For this example, we'll use the "FrozenLake-v0" environment from Gym, which represents a grid world where an agent must navigate across a frozen lake without falling into holes:

In [None]:
# Create the FrozenLake environment
env = gym.make('FrozenLake-v1', is_slippery=False) # 'is_slippery: False' makes the environment deterministic
env.reset() # Reset the environment to the initial state

4. Implementing Q-Learning:

Q-learning is an off-policy learner that seeks to find the best action to take given the current state. It does this by updating Q-values (action-value pairs) using the equation:

Q(s,a)←Q(s,a)+α[r+γmaxa′​Q(s′,a′)−Q(s,a)]

where:

*  **s** is the current state,
*  **a** is the current action,
*  **r** is the reward received after executing the action,
*  **s′** is the new state after action aa,
*  **α** is the learning rate,
*  **γ** is the discount factor.

In [None]:
# Initialize the Q-table to zero
Q = np.zeros([env.observation_space.n, env.action_space.n])

# Set hyperparameters
alpha = 0.8  # Learning rate
gamma = 0.95  # Discount factor
num_episodes = 2000

# Q-learning algorithm
for i in range(num_episodes):
    state = env.reset()
    done = False

    while not done:
        # Choose an action by greedily picking from Q table (with noise)
        action = np.argmax(Q[state, :] + np.random.randn(1, env.action_space.n) * (1. / (i + 1)))

        # Take the action and observe the new state and reward
        new_state, reward, done, info = env.step(action)

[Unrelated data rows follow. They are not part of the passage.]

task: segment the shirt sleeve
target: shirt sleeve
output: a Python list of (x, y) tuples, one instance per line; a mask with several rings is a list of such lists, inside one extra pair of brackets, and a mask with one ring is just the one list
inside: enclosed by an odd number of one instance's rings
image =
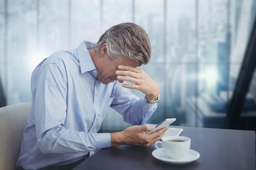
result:
[(133, 125), (146, 122), (157, 108), (157, 104), (149, 104), (139, 98), (116, 81), (112, 92), (114, 99), (111, 107), (122, 115), (124, 121)]
[(33, 99), (40, 150), (45, 153), (73, 153), (111, 146), (110, 133), (79, 132), (65, 127), (68, 99), (64, 68), (63, 65), (48, 63), (37, 78)]

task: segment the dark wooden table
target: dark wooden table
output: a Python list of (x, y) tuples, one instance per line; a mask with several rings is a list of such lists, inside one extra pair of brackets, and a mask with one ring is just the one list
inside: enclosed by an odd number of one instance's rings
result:
[(255, 132), (170, 126), (182, 128), (191, 149), (200, 155), (187, 164), (164, 163), (154, 158), (153, 144), (148, 147), (121, 146), (102, 149), (73, 170), (255, 170)]

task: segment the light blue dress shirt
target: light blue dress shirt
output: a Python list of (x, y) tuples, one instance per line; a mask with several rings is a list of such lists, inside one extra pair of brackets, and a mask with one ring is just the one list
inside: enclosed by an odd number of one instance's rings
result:
[(32, 105), (16, 166), (36, 170), (78, 161), (97, 149), (111, 147), (110, 133), (97, 132), (110, 107), (126, 122), (145, 124), (156, 109), (116, 81), (105, 85), (83, 42), (56, 52), (35, 69)]

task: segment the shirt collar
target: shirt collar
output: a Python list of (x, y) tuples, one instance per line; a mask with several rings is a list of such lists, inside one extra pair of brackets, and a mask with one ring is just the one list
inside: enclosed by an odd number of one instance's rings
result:
[(78, 60), (80, 64), (81, 73), (83, 73), (89, 72), (93, 77), (97, 78), (98, 71), (92, 60), (88, 50), (92, 49), (96, 44), (89, 41), (84, 41), (76, 49)]

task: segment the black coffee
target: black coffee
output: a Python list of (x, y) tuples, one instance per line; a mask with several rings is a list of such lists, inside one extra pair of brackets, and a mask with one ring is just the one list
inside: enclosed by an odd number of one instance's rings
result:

        # Update Q-Table using the Bellman equation
        Q[state, action] = Q[state, action] + alpha * (reward + gamma * np.max(Q[new_state, :]) - Q[state, action])

        state = new_state

# Display the Q-table
print("Q-table:")
print(Q)


5. Testing the Agent:

After training, you can test the agent by making it navigate the environment using the learned Q-values. Please note this will not work in colab - you are best to run this in your own Python environment.

In [None]:
state = env.reset()
env.render()

for _ in range(1000):  # Limit the number of steps
    action = np.argmax(Q[state, :])  # Choose the best action from the Q-table
    new_state, reward, done, _ = env.step(action)
    env.render()  # Display the environment
    if done:
        break
    state = new_state

6. Conclusion:

This simple example demonstrates the implementation of a Q-learning agent in a deterministic version of the FrozenLake environment. Reinforcement learning, particularly Q-learning, offers a robust framework for teaching agents to perform complex tasks by learning optimal policies. While the example is basic, the principles can be extended to more complex and realistic environments. As such, reinforcement learning continues to be a valuable approach in the field of artificial intelligence, providing tools to solve diverse decision-making problems.